Suite à quoi, le maire de Villeurbanne, signataire de la tribune, s’interroge :

« N’est-il pas temps de demander aux établissements catholiques une contrepartie, un effort en matière de recrutement non sélectif ou de mixité par exemple ? Sans garde-fou, on passe à côté d’une occasion de rééquilibrer le système. »

« Rééquilibrer le système » ou étendre encore un peu plus le monopole de l’Éducation nationale à la faveur de ce magistral couac gouvernemental ?

Le secrétaire général de l’enseignement catholique Philippe Delorme est tout prêt à se montrer conciliant. Non seulement il n’envisage pas de réclamer son chèque du jour au lendemain, proposant même un étalement sur plusieurs années aux communes mises en difficulté par cette situation imprévue, mais il tient à faire savoir qu’il remplira sa part de devoirs :

« Les nouvelles sommes perçues serviront en priorité l’accueil des plus fragiles, notamment les élèves en situation de handicap. »

Mais ne nous leurrons pas. Ainsi que Philippe Delorme n’a pas manqué de le souligner lors de sa conférence de presse de rentrée :

« Si les communes devaient accueillir les élèves des maternelles de l’enseignement catholique dans les écoles publiques, cela leur coûterait de toute façon plus cher. »

À quoi il faut ajouter que les familles des élèves inscrits dans le privé paient des impôts et taxes exactement comme les familles des élèves du public et qu’elles paient en plus les frais de scolarité du privé. Rien n’est plus faux que cette idée que le public subventionne le privé. Compte tenu des coûts respectifs de l’un et l’autre, c’est exactement le contraire.

L’avantage du privé

Ce qui est vrai en revanche, c’est que le privé cherche à donner satisfaction aux familles, qu’il sait se montrer ouvert et accueillant et qu’il propose en permanence des solutions éducatives pour toutes sortes de profils d’élèves.

Petit exemple : l’enseignement privé organise des portes ouvertes. À en croire les dévoués syndicalistes de SUD Éducation, c’est carrément l’horreur consumériste ! L’école publique, tétanisée à l’idée de perdre des élèves et de voir une classe se fermer à la rentrée suivante, se trouve donc dans l’obligation d’avoir aussi ses portes ouvertes (vidéo ci-dessous, à partir de 18′ 20″) :

« Dans notre fonctionnement, on est obligé de s’aligner sur le privé qui fait des portes ouvertes, donc voilà, on fait des portes ouvertes sinon les parents ne peuvent pas « choisir » l’école. Et donc voilà, on est dans une consommation de l’école. »

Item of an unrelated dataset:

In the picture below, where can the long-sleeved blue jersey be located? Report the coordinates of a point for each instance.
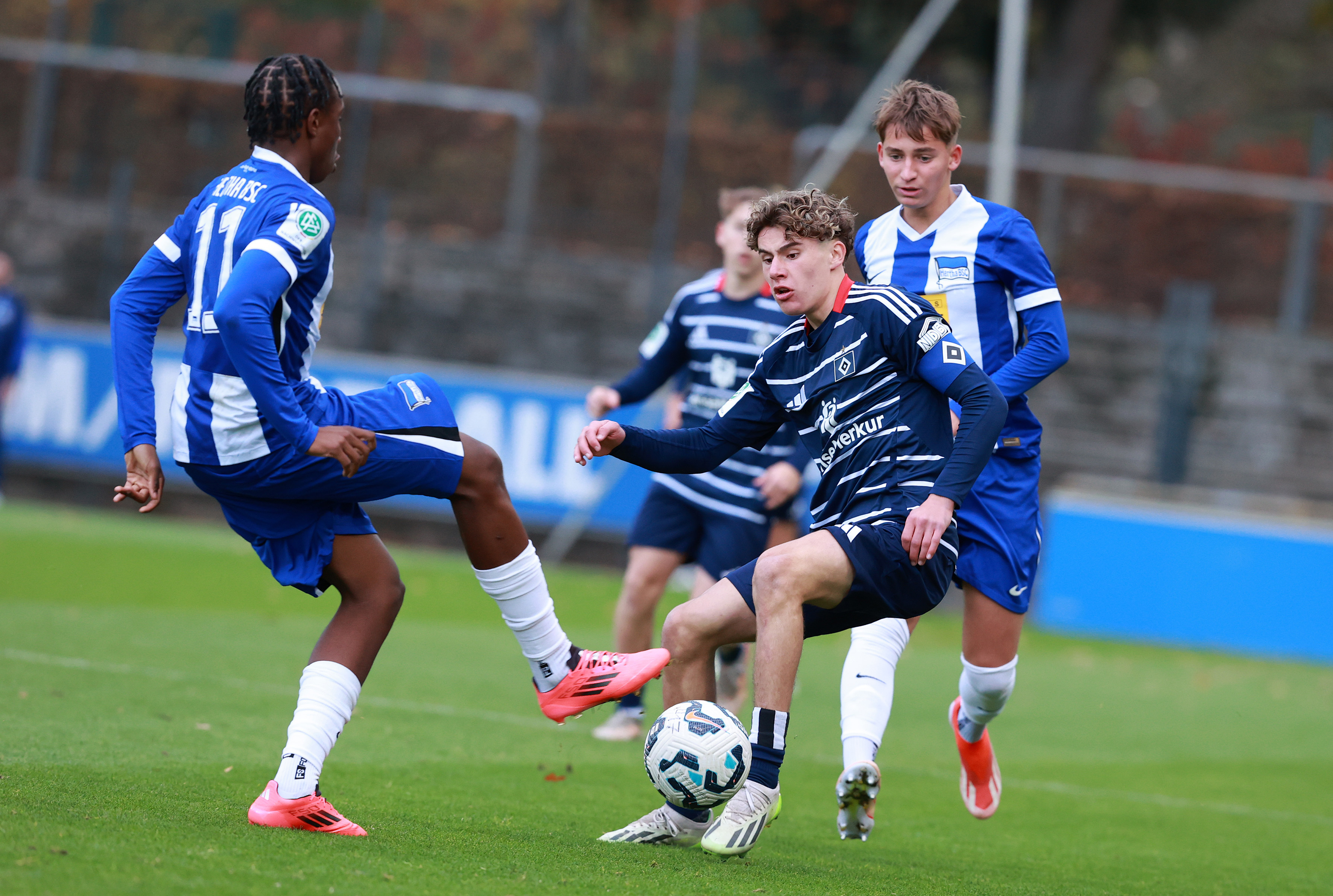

« Les parents ne sont pas dans une démarche idéologique, ils sont dans une démarche un peu consumériste. »

C’est vrai, quoi ! Laisser le choix aux parents dans l’éducation de leurs enfants, quelle horreur ! Mais qu’on nous rende notre monopole, s’exclament en substance nos syndicalistes, cette concurrence du privé est déloyale ! Quant à les voir se poser la question de savoir pourquoi des parents quittent volontairement l’école publique pour scolariser leurs enfants dans le privé, n’y pensez pas ! Ils sont tellement certains de leur supériorité morale !

Pour l’enseignement privé sous contrat, cependant, cette ressource financière inattendue n’est pas forcément une très bonne nouvelle. Nul doute qu’elle sera la bienvenue pour ajuster des budgets toujours tendus compte tenu de la difficulté de susciter des dons et du mécénat dans un pays où la fiscalité est élevée. Il est toujours très difficile de résister à la subvention étatique.

Mais c’est aussi un fil à la patte, une sujétion, une pression supplémentaire pour se conformer aux décisions du mammouth et entrer dans le rang de l’instruction intégralement formatée par les équipes au pouvoir.

Un État idéologiquement neutre et sincèrement soucieux d’instruction publique ne créerait pas des obligations inutiles, il passerait au chèque-éducation afin de laisser effectivement aux familles le choix de l’école de leurs enfants.